Heartbreaking. That is how a UN World Food Programme (WFP) officer describes the living conditions of displaced Iraqis who have fled the violence in Fallujah.
A major offensive by Iraq's military has reclaimed the city from the ISIS terrorists. But the humanitarian tragedy continues as people have lost their homes, livelihoods and food supplies. Around 85,000 Iraqi civilians have sought refuge in overcrowded camps, schools and mosques. And some are left without shelter in the brutal desert heat.
Nikki Gamer of Catholic Relief Services, whose agency is helping thousands of Iraqi families, says, "With temperatures soaring and families out in the open, there is an urgent need for shelter."
Iraqi mothers and children are the most vulnerable. WFP Iraq official Maha Ahmed says, "We met a young mother this week who escaped the violence in Fallujah with her new born baby in her arms - he was only 4-days-old when they fled."
More than 3 million Iraqis have been displaced since ISIS began its assault on the country. Each person has their own story of horror to tell. Even those who have fled the brutality of ISIS cannot escape the hunger and the thirst.
The WFP is reporting an urgent shortage of US $34 million in funds for emergency food aid. Even more is needed to help longer-term recovery.
This is why the United States Food for Peace program is so crucial during time of war. Food for Peace is the biggest supporter of the hunger relief mission by WFP in Iraq. Bur right now much more help is needed.
The Congress should double the funding of the Food for Peace program. This is crucial because displacement is at an all time high globally. Iraq is just one of the emergencies.
There is also extreme hunger and suffering in Syria, South Sudan, Yemen and countries affected by Boko Haram violence. Many crisis areas don't even make the news. But the hunger is there, silently killing people.
With displacement comes food shortages. Whole systems of farming have broken down in these nations.
We have to save lives and give war and disaster torn countries a chance at rebuilding. Food is the first of the many necessities.
Ahmed says, "The people of Fallujah have been suffering under siege for many months without access to food or medical care. Reaching them now with life-saving food and other humanitarian assistance is the absolute top priority."
WFP, which relies on voluntary donations, rushes immediate response rations to Iraqis displaced by the ISIS war.
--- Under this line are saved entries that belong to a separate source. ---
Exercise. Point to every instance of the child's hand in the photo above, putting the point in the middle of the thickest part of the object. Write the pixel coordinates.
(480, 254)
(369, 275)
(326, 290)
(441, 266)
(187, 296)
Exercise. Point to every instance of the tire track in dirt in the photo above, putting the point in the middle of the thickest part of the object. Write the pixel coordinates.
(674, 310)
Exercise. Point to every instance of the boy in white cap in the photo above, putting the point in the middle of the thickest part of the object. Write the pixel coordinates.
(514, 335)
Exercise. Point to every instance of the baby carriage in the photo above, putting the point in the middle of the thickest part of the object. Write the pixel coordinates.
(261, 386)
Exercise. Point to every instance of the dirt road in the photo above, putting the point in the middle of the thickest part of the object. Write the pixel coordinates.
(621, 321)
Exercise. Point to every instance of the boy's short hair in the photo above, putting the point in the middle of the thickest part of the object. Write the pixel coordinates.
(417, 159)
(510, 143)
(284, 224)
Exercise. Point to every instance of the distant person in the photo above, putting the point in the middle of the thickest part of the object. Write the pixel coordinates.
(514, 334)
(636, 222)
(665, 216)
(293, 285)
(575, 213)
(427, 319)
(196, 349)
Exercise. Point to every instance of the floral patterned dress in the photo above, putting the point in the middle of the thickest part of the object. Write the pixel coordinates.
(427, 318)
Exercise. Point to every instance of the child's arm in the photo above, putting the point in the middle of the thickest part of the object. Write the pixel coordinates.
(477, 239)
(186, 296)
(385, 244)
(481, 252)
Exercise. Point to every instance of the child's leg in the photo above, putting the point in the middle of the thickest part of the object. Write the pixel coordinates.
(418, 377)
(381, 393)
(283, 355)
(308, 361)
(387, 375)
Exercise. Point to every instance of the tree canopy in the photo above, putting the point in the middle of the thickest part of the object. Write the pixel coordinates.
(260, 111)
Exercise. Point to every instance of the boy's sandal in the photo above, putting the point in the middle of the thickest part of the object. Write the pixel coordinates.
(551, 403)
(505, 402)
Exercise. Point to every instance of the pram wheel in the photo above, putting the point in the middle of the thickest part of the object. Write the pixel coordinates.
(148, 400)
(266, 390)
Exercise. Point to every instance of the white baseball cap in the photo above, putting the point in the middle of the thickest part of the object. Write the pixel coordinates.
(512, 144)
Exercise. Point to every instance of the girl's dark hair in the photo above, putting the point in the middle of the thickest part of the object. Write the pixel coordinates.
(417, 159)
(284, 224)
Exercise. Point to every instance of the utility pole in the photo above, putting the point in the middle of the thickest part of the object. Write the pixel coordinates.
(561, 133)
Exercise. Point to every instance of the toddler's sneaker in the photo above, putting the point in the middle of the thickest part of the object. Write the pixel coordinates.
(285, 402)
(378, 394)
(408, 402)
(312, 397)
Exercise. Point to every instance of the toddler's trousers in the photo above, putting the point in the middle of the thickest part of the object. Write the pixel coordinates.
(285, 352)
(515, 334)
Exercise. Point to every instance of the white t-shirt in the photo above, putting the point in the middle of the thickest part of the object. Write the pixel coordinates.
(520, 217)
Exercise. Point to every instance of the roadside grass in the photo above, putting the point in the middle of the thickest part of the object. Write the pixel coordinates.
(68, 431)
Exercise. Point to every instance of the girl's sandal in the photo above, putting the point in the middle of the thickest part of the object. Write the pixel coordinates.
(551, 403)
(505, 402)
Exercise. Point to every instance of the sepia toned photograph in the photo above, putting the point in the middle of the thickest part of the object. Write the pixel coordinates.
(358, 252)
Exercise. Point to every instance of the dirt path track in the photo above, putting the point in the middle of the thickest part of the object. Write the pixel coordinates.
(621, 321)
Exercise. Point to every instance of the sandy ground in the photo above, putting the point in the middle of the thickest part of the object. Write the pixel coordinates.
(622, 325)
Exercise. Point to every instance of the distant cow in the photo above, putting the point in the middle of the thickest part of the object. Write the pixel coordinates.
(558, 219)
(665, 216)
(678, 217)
They need funding to provide these rations along with their partners including UNICEF, Norwegian Refugee Council, Qatar Red Crescent, Save the Children, Catholic Relief Services and others.
This is where Congress can do its part by increasing the Food for Peace funding so more aid can reach Iraqis in need. The U.S. has to show global leadership in responding to this level of humanitarian emergencies, unseen since World War II.
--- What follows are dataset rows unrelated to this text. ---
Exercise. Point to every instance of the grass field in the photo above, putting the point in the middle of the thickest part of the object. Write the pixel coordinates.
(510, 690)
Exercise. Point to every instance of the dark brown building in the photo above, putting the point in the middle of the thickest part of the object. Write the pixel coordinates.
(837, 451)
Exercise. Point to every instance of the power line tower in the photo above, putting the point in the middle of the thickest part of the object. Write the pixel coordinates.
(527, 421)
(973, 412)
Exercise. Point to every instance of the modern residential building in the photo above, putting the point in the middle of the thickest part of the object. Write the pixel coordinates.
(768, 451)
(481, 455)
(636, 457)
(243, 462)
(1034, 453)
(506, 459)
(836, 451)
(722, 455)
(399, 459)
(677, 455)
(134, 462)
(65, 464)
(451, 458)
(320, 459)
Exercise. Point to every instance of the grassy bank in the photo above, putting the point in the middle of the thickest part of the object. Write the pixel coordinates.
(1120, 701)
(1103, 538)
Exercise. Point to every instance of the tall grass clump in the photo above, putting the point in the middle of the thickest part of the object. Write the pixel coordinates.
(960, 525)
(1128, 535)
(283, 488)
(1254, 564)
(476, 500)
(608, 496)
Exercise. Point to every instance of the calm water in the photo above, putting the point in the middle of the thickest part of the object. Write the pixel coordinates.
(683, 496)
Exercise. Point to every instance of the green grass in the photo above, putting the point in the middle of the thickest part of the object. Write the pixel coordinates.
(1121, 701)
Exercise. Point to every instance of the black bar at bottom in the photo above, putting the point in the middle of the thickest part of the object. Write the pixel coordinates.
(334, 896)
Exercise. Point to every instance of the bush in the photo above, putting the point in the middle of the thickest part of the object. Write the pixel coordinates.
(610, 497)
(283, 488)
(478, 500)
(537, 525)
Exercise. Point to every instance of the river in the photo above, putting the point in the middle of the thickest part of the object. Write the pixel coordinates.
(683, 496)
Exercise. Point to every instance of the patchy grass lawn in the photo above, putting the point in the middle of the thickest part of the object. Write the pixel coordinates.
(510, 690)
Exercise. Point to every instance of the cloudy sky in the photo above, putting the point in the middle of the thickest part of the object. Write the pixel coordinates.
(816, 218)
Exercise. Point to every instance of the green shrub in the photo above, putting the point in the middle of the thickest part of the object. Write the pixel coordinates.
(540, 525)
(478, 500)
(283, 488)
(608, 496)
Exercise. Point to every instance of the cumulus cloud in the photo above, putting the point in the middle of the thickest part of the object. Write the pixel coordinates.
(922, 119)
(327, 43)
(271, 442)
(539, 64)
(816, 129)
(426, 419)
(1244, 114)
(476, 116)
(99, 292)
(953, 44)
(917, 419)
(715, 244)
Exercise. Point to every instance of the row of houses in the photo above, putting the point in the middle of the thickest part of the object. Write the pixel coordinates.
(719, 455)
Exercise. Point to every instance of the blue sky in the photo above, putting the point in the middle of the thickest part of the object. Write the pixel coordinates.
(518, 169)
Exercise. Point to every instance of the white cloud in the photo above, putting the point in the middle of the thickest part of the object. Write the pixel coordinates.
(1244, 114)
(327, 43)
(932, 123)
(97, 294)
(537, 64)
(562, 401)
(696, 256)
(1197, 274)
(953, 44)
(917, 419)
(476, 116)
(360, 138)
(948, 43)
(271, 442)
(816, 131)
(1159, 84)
The Fallujah offensive may be over. But we should heed this warning from Save the Children's Iraq director Maurizio Crivellaro, who says, "We can expect to see the awful scenes we are witnessing in Fallujah repeated on a much larger scale if, as is expected, there is a military offensive on Mosul. Tens of thousands of children are already crammed in overcrowded camps in the searing summer heat. If and when there is another influx of displaced families from Mosul, the situation could be catastrophic."
With war comes hunger. And the hunger and other humanitarian needs long outlast the fighting. It can take years to recover basic services including food production. That is the situation we face in Iraq and other nations. We have to respond with urgency.